Mostly carp and gar in the river. Buffalo and common carp...a few big 'uns..mostly 5-6 lb. Gar are small.

Fishing regs list game and non-game species.


----------



## sdgr8wthnter (Oct 4, 2005)

In SD you can shoot game fish on the river this year as well as other lakes. Which is pretty cool.


----------



## Jmnhunter (Feb 9, 2009)

how about local lakes around Bis or close, besides Sakeawea;?


----------



## Duckslayer100 (Apr 7, 2004)

I had a buddy from Beulah that fished the Tail Race and Sak all the time. I got him hooked on bowfishing and he was pumped to try it out West. Said there were some hog carp out there. Never heard if he tried it or not, but good luck if you do! Wish I could go out there and try.


----------



## tumblebuck (Feb 17, 2004)

Jmnhunter said:


> how about local lakes around Bis or close, besides Sakeawea;?
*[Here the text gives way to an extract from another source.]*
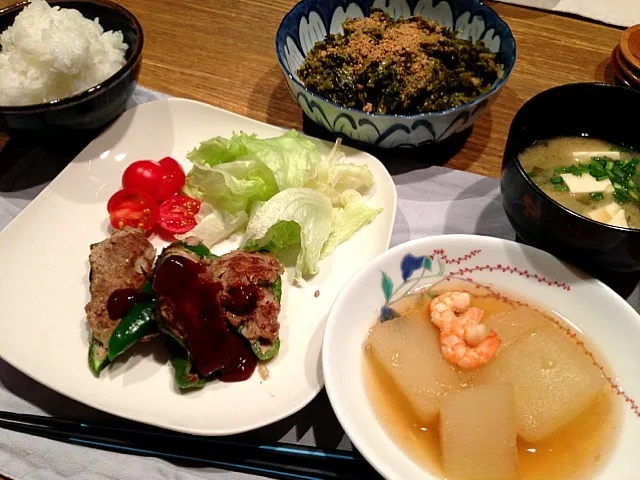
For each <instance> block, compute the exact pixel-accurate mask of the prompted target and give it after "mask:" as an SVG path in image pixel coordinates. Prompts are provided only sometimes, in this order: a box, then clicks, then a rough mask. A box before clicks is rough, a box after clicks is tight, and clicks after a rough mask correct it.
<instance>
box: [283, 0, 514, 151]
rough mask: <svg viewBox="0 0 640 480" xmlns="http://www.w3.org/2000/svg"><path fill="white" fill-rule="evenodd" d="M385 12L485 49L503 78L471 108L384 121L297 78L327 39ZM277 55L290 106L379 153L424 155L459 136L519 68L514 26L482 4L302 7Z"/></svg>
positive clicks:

Nelson, Audubon, New Johns....lots of lakes in Kidder and Lamoure counties.


----------



## bowcarp (Feb 27, 2007)

tumblebuck said:


> Jmnhunter said:
> 
> 
> > how about local lakes around Bis or close, besides Sakeawea;?
> ...


the club out of Minot puts on a good tourney at Audobon its a fun lake to shoot also north lake next to Audobon and if you are bank walking dont forget the canal


----------



## bowcarp (Feb 27, 2007)

tumblebuck said:


> Jmnhunter said:
> 
> 
> > how about local lakes around Bis or close, besides Sakeawea;?
> ...


----------



## Jmnhunter (Feb 9, 2009)

Are there alot of areas that flood from the river? anyone here of Mcdowell Dam having carp/buff/gar?
that Nelson lake must have some huge fish in there if that stays open all year round! :sniper:


----------